What happens to us amateur seafarers after Brexit, when the UK eventually withdraws from the European Union?
What happens to us amateur seafarers when the UK eventually withdraws from the European Union? Will Brexit, as it’s known, be a plus or a negative?
There will be few readers who remember crossing the English Channel in the 1950s. It was a wonderful period. You were responsible for yourself and if you drowned, you drowned. Arriving in France or Belgium really was travelling abroad.
Ports had a different smell then, a mixture of strong cigarette smoke, floating fish scales, guts and spilt diesel.
Moorings cost nothing in Calais and Boulogne.

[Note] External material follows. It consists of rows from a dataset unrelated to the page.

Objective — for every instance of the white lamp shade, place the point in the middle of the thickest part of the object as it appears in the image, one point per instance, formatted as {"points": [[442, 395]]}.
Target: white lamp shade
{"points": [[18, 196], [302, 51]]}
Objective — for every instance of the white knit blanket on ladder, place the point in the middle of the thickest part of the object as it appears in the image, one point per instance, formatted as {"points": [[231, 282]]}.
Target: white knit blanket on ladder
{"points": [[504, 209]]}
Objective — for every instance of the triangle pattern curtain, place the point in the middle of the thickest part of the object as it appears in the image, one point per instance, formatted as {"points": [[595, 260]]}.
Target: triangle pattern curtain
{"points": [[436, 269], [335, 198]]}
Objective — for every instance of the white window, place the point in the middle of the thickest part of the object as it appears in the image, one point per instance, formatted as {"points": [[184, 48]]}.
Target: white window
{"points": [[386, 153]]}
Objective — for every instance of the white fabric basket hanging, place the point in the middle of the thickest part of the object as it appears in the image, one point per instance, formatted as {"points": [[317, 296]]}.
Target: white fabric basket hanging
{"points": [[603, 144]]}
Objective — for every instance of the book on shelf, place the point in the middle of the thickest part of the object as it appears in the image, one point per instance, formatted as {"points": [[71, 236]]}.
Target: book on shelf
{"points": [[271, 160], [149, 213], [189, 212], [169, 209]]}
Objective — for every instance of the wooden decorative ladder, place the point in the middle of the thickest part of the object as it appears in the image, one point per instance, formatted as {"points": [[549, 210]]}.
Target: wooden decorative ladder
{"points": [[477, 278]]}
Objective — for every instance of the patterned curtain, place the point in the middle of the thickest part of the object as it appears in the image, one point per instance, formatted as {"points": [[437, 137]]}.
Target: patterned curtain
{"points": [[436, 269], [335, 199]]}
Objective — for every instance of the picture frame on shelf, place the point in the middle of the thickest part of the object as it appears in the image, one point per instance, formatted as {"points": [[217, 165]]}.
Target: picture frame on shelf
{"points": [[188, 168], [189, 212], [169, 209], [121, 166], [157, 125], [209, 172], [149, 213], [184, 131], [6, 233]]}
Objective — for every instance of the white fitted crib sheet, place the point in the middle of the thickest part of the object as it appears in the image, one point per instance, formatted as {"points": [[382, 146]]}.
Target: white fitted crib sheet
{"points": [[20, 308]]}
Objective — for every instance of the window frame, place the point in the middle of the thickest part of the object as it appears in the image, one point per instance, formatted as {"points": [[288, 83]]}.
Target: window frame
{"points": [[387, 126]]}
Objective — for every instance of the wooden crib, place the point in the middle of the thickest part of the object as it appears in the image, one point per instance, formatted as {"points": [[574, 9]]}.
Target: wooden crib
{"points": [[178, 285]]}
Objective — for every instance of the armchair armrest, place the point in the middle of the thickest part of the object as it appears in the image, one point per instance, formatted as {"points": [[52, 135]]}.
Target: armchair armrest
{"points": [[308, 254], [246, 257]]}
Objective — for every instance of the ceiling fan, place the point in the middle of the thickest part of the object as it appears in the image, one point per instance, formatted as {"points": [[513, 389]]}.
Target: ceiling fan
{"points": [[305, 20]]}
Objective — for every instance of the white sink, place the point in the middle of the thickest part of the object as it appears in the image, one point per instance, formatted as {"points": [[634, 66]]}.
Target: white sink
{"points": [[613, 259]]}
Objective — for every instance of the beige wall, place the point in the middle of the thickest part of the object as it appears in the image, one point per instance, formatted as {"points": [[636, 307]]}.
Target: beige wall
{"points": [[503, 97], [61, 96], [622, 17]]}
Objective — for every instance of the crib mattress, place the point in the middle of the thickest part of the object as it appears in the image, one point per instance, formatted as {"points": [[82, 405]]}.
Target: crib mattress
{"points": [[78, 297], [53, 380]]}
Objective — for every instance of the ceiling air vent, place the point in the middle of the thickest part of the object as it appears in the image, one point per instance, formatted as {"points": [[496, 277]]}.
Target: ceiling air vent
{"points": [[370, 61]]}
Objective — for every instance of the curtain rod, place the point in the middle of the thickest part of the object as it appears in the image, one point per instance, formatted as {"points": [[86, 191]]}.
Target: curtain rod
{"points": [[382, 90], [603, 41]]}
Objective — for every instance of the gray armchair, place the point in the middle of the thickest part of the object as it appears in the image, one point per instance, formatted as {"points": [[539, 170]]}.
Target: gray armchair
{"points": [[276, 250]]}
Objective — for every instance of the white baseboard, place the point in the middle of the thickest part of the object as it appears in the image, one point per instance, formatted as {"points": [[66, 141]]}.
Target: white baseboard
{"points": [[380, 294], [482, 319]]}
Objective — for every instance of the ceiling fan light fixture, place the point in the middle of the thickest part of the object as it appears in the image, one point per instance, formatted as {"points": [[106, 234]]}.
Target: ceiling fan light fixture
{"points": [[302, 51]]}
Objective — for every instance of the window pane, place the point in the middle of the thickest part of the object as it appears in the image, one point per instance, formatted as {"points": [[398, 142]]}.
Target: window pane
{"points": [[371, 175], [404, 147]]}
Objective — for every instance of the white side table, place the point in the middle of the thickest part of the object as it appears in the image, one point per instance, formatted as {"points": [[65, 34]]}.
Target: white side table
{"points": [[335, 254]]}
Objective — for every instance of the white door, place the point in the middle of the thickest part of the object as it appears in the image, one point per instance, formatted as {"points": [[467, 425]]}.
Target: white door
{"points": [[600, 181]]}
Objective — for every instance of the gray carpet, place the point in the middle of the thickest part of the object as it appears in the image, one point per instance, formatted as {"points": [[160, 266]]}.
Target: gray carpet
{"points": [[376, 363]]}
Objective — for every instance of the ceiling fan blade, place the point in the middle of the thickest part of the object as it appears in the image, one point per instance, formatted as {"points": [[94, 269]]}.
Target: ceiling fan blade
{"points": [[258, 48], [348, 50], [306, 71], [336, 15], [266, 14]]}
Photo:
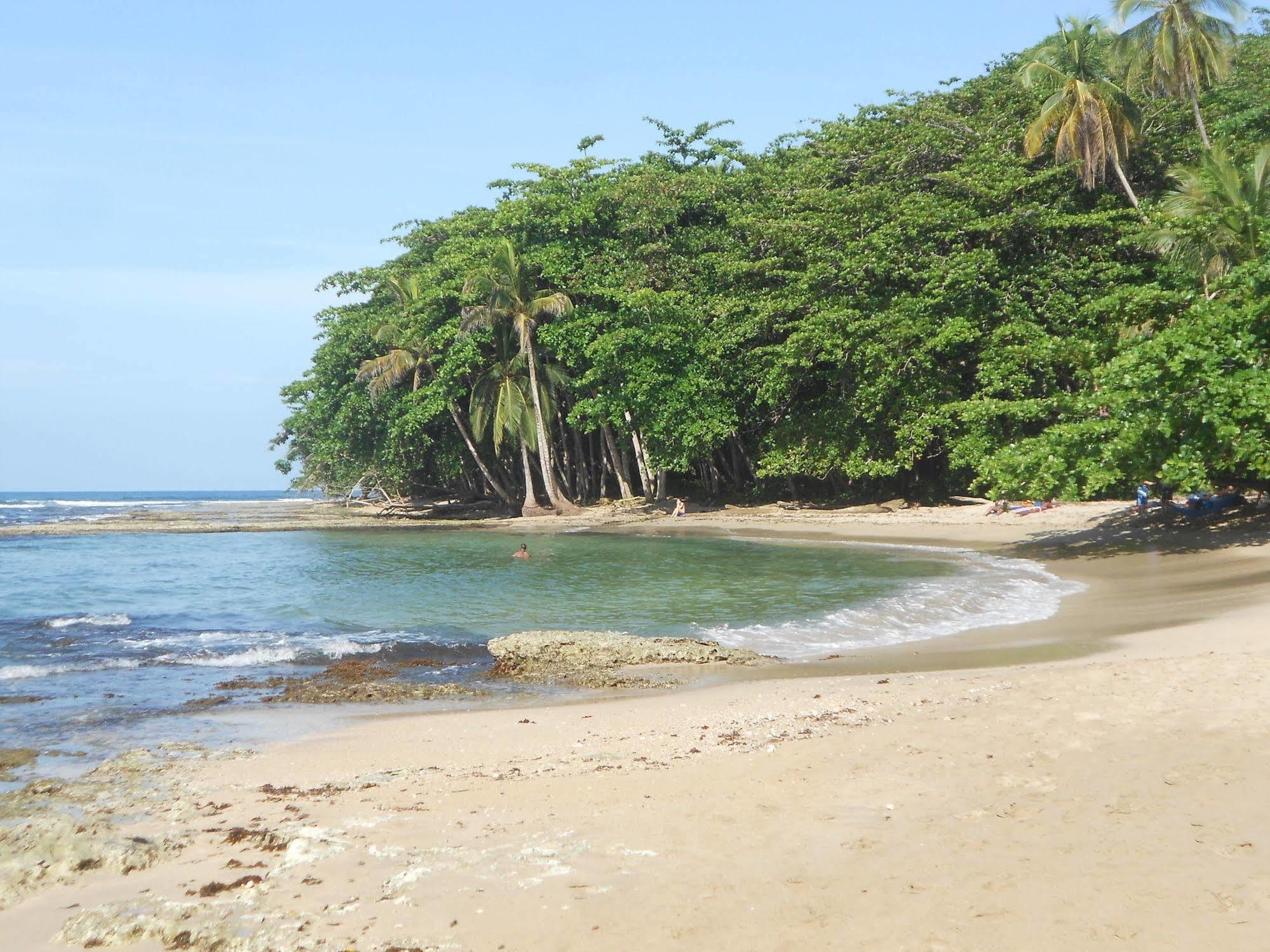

Although the environmental changes experienced today in such places are nothing whatsoever to do with the EU, there is one aspect of ‘going foreign’ that no longer exists: to be woken up after a rough crossing by the local ship chandler banging on the cabin coach roof pushing his list of duty-free stores.
None of us knows the positives and negatives of our forthcoming exit from the EU but I do know whenever I pass through a British airport I can purchase duty-free goods – particularly spirits and tobacco – providing I hold a ticket to a non-EU destination. Therefore, if we leave the community with a clean break, the same will obviously apply to all taxable goods.
Perhaps equally important is that there was always was a tremendous difference in the cost of duty-free items bought at airports and aboard cross channel ferries compared to prices offered by ships chandlers in France and Belgium.
Duty-free or bonded stores were not available from UK ports for private craft below 50 registered tonnes.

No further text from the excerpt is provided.